Approximately 40% of marketed drugs and up to 90% of pipeline compounds are poorly water-soluble. Choosing and controlling the right solid form early—through screening, characterization, and process-ready crystallization—secures exposure and manufacturability while mitigating risks from phase changes and storage-related instability, preventing costly reformulations and keeping CMC timelines on track.
At Solitek, we reduce this risk through solid form screening and selection, rigorous solid-state characterisation, and crystallization process development, aligning the chosen form with your clinical and manufacturing needs.
Key Concepts That Govern Stability
Solid forms are not interchangeable labels; they are different states with real consequences for performance and processing. Polymorphs—distinct crystal packings of the same API—can differ in melting point, solubility, compressibility, and flow, which directly influences dose delivery and tableting. Salts leverage ionizable APIs and appropriate counter-ions to improve solubility, stability, or processability when the free base/acid falls short. When salt formation isn’t suitable, cocrystals pair the API with a neutral coformer to tune dissolution, mechanical behavior, and sometimes moisture sensitivity without altering the API’s covalent structure.
Thermodynamic vs. Kinetic Stability
Two types of stability matter and they don’t always agree. Thermodynamic stability favors the lowest-energy form under given temperature and humidity—often the form you want for long-term control. Kinetic stability, however, explains why a higher-energy (metastable) form can persist if the transformation pathway is slow. That metastable form can be strategically useful early (for exposure in tox/PK), but it demands tight controls and a clear exit plan before pivotal phases.
Water, Solvents, and Disorder
Moisture and residual solvents reshape the landscape. Hydrates and solvates can form—or desolvate—across common processing and storage conditions, shifting mass, density, and dissolution. Amorphous or partially disordered solids often dissolve faster, which is attractive for bioavailability, yet they tend to relax or crystallize over time. Without a control strategy, that “free” performance gain can vanish mid-development.
Why Solid Forms Become Unstable
Instability rarely comes from a single culprit. Small humidity excursions can tip a system into hydrate formation or trigger a polymorphic switch; temperature cycles in transport amplify these transitions. Mechanical energy—from milling, wet granulation, or tableting—introduces lattice defects and localized heating that push a metastable phase toward conversion.
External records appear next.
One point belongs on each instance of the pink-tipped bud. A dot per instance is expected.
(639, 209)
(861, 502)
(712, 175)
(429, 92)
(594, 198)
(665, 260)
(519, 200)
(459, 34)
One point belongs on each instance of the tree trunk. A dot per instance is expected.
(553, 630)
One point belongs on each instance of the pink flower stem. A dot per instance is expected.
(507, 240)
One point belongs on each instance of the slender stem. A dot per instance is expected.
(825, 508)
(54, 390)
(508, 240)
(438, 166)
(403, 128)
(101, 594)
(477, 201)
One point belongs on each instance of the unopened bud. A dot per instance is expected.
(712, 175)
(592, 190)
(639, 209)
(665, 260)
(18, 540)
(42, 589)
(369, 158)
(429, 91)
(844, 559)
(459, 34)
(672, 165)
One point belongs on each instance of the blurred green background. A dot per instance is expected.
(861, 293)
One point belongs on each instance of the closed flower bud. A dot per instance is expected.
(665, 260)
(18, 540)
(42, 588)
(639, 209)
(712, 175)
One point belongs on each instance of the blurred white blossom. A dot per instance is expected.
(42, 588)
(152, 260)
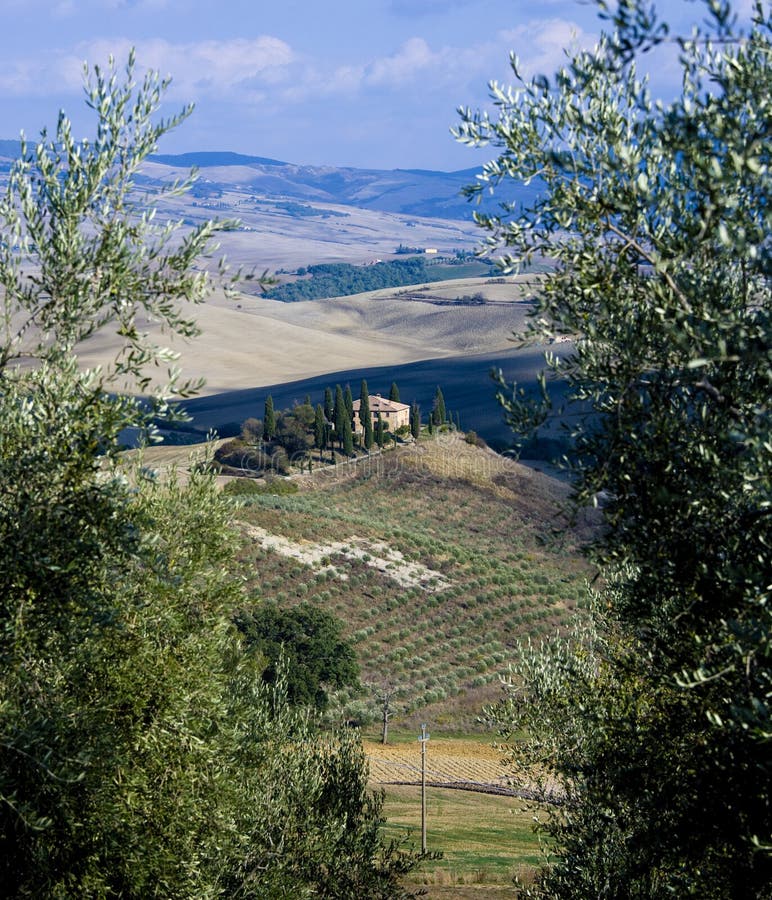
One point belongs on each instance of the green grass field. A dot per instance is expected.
(485, 839)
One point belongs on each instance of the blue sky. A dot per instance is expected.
(367, 83)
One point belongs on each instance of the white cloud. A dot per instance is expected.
(217, 67)
(413, 57)
(541, 44)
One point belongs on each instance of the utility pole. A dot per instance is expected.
(423, 739)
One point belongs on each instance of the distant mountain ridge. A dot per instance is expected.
(412, 192)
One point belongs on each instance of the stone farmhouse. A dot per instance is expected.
(394, 414)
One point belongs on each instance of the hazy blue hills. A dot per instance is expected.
(411, 192)
(207, 158)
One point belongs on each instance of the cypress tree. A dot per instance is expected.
(380, 432)
(438, 413)
(320, 428)
(347, 438)
(269, 419)
(364, 416)
(415, 420)
(340, 414)
(329, 407)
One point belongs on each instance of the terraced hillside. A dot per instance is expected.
(436, 557)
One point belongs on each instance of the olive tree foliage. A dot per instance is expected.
(657, 217)
(141, 755)
(81, 250)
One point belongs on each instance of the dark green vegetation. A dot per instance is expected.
(141, 753)
(304, 647)
(340, 279)
(443, 648)
(656, 717)
(284, 442)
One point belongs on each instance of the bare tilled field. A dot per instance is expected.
(249, 341)
(455, 763)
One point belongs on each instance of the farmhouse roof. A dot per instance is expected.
(381, 404)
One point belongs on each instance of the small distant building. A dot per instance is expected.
(393, 414)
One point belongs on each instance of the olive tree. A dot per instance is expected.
(657, 219)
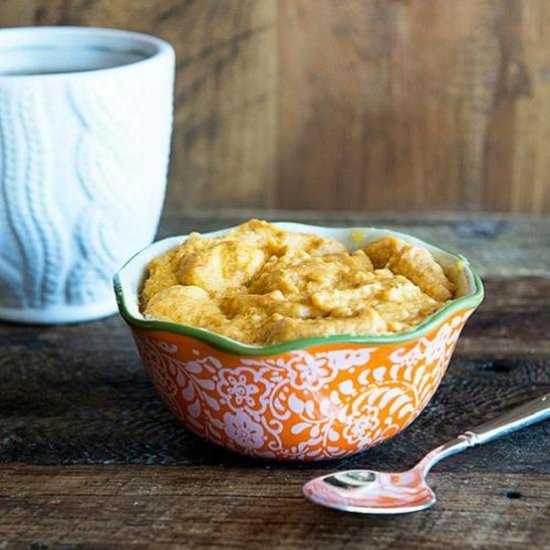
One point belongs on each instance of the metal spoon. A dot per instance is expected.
(370, 492)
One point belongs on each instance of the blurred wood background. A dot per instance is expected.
(346, 104)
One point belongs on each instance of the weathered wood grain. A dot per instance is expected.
(346, 104)
(90, 458)
(116, 507)
(78, 394)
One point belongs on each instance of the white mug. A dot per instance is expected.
(85, 125)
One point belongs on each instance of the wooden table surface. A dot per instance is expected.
(90, 458)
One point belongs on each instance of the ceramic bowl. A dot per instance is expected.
(311, 399)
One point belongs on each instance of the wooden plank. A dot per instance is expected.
(119, 507)
(78, 394)
(381, 110)
(347, 104)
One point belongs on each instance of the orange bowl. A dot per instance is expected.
(312, 399)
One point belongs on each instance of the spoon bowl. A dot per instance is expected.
(368, 492)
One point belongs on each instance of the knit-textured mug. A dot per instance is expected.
(85, 125)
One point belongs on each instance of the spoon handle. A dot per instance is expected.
(511, 421)
(529, 413)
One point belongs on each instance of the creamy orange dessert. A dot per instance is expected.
(259, 284)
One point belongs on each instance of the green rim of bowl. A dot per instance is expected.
(469, 301)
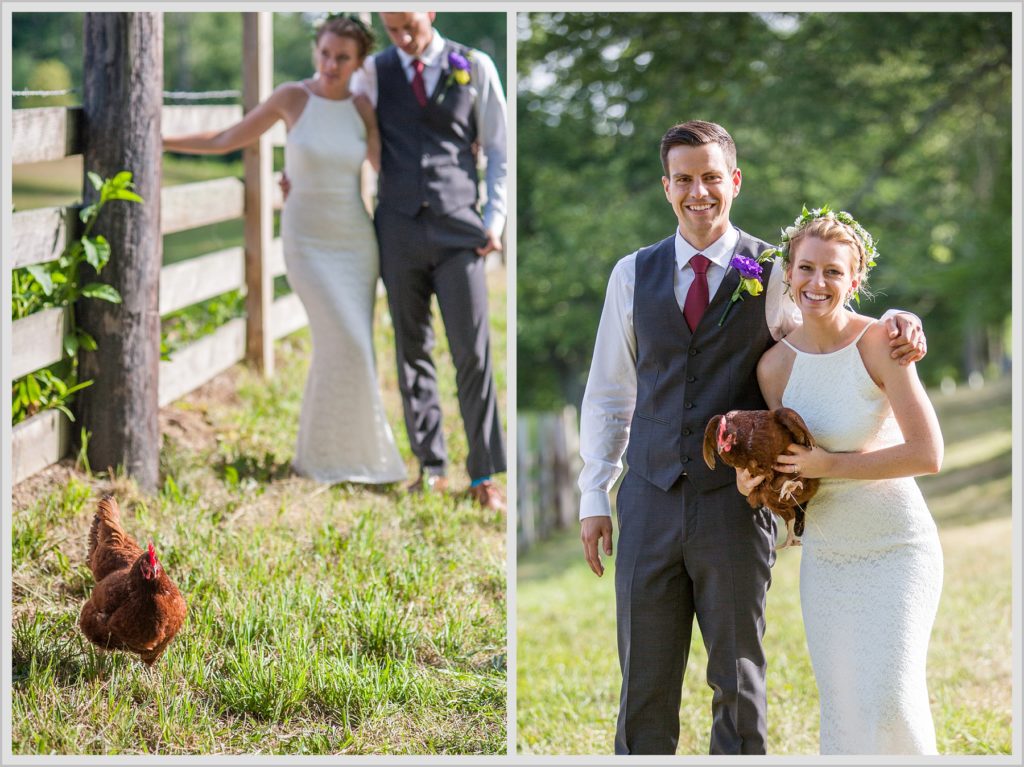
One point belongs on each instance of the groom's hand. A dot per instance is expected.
(906, 338)
(494, 243)
(592, 530)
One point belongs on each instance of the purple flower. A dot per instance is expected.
(458, 60)
(748, 267)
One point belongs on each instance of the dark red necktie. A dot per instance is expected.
(696, 296)
(419, 87)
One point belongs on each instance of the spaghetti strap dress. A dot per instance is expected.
(870, 570)
(332, 264)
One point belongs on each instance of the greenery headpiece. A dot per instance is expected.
(353, 17)
(806, 217)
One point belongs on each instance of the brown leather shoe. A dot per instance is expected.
(429, 483)
(487, 495)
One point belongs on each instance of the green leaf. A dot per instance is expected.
(58, 386)
(86, 341)
(102, 292)
(91, 254)
(102, 251)
(32, 386)
(71, 344)
(41, 274)
(125, 195)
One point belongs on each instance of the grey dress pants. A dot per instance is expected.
(684, 554)
(430, 255)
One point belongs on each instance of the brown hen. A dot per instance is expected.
(752, 440)
(134, 606)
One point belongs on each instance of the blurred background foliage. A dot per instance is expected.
(902, 119)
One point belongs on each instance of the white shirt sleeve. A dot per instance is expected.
(610, 395)
(491, 129)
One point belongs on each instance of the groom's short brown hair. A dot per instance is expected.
(697, 133)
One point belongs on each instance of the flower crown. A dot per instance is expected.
(806, 217)
(353, 17)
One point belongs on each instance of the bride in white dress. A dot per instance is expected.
(871, 565)
(330, 253)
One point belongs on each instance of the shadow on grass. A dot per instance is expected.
(552, 557)
(261, 469)
(54, 648)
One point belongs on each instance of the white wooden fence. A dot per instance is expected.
(39, 236)
(548, 465)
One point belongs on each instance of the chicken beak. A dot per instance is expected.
(724, 443)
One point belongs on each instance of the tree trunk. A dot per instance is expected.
(121, 101)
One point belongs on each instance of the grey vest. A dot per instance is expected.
(685, 378)
(427, 156)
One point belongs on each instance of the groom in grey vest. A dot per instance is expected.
(438, 103)
(673, 350)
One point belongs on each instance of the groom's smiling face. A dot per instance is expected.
(700, 187)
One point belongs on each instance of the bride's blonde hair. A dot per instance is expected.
(829, 229)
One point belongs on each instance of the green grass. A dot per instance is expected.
(341, 620)
(567, 668)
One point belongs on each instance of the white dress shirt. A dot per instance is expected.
(611, 387)
(488, 109)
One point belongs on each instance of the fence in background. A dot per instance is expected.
(39, 237)
(548, 465)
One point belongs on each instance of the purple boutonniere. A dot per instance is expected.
(460, 69)
(750, 282)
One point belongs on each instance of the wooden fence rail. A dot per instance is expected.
(548, 465)
(40, 236)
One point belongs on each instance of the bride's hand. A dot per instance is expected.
(745, 483)
(808, 462)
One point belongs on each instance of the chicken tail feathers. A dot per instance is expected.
(792, 420)
(105, 520)
(110, 547)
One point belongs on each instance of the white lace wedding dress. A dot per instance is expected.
(331, 257)
(870, 570)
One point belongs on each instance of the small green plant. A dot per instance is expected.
(42, 390)
(59, 283)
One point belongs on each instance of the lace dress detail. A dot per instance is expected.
(331, 257)
(870, 570)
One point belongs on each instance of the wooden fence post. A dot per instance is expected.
(121, 102)
(257, 83)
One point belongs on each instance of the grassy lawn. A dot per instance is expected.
(322, 620)
(567, 668)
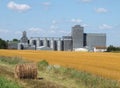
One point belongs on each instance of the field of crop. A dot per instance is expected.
(102, 64)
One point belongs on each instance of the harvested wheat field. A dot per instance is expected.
(102, 64)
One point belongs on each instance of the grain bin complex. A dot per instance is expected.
(78, 40)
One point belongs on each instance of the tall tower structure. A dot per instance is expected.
(77, 36)
(24, 38)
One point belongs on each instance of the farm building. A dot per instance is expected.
(78, 40)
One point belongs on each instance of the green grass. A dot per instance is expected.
(79, 77)
(5, 83)
(12, 60)
(67, 77)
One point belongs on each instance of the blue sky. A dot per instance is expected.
(54, 18)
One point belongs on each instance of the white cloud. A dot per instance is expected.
(54, 22)
(105, 26)
(46, 5)
(3, 31)
(18, 7)
(76, 20)
(101, 10)
(86, 1)
(34, 30)
(85, 25)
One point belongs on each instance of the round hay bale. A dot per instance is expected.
(28, 70)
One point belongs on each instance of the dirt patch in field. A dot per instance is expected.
(28, 83)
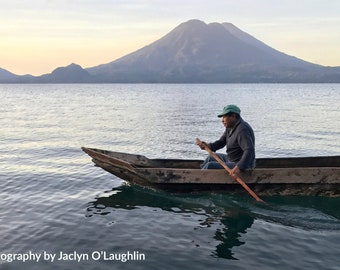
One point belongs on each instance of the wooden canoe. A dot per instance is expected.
(272, 176)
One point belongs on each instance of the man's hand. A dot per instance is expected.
(235, 172)
(201, 144)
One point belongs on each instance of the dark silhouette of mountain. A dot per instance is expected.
(199, 52)
(6, 75)
(196, 52)
(72, 73)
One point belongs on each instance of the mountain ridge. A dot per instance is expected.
(196, 52)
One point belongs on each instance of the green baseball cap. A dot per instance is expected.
(228, 109)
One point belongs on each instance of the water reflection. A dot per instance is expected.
(229, 220)
(228, 217)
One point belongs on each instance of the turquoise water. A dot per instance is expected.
(54, 200)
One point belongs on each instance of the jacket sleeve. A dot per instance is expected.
(248, 146)
(220, 143)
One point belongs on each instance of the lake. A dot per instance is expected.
(59, 211)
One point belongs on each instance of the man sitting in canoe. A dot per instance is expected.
(239, 139)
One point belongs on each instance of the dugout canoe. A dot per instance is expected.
(317, 176)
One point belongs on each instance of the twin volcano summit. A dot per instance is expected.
(195, 52)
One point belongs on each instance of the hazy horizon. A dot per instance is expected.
(39, 36)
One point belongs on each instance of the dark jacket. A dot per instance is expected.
(240, 142)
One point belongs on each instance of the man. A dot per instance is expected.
(240, 142)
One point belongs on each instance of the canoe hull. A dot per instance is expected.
(321, 181)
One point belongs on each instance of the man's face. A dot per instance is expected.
(229, 120)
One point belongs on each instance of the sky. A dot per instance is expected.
(37, 36)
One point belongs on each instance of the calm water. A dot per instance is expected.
(54, 200)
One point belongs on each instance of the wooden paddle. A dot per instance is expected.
(238, 179)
Residual solvents sometimes hide in the lattice and drift out slowly, subtly altering form or particle properties if they’re not monitored with orthogonal methods. And when the project finally leaves the lab, scale-up changes supersaturation, mixing, cooling rates, and impurity profiles; the pathway that produced your target form on grams might favor a different outcome on kilos. The root cause is often upstream: narrow early screening misses robust alternatives and creates downstream rework in preclinical formulation and tech transfer.
How Solitek Reduces Stability Risk
Form discovery designed for real processes
Our solid form screening and selection explores polymorphs, salts, and cocrystals under the stresses you’ll actually see—humidity, heat, mechanical energy, and the solvents you plan to use. The goal is not just to find a form that works in the lab, but one that survives scale-up.
Decision-grade analytics
With solid-state characterisation we combine PXRD, DSC/TGA, DVS, Raman/IR, and hot-stage microscopy to confirm identity, detect low-level transformations, and define control strategies (e.g., acceptable RH windows and packaging needs).
From stable form to stable process
In crystallization process development we translate form knowledge into seeded, reproducible protocols. We specify supersaturation control, isolation/drying windows, and engineer particle size and habit to support flow and compression—so the target form is the form you keep.
Bridge to in vivo without breaking the form
For animal studies, our early enabling formulation development creates fit-for-purpose tox/PK formulations that respect the chosen form’s stability and dissolution profile, improving exposure consistency and de-risking interpretation.
Practical Guidance You Can Apply Now
Think of stability as a set of habits rather than a checklist. Screen broadly and stress early—if wet granulation will appear later, simulate it during screening to surface conversion risks when they’re still cheap to fix. Define water management with DVS: map hydrate stability, set explicit RH limits for processing, storage, and packaging, and—if a hydrate proves most robust—adopt it while controlling stoichiometry.
Use orthogonal analytics so no signal is missed: pair phase identification (XRPD) with thermal events (DSC/TGA) and moisture-triggered changes (DVS). Engineer the pathway through seeding, mixing, and solvent exchange to favor nuclei and habits that lead to the target form, verifying with in-process sampling. And align the form with clinical intent: metastable can be useful early under tight governance; for pivotal and commercial phases, thermodynamic and processing robustness should take precedence.
Conclusion
Solid-form stability is a primary lever for reliable performance, manufacturability, and regulatory confidence. By combining targeted form screening, orthogonal characterisation, robust crystallization processes, and fit-for-purpose preclinical formulations, Solitek helps you choose the right form—and keep it right—through scale-up and into clinic.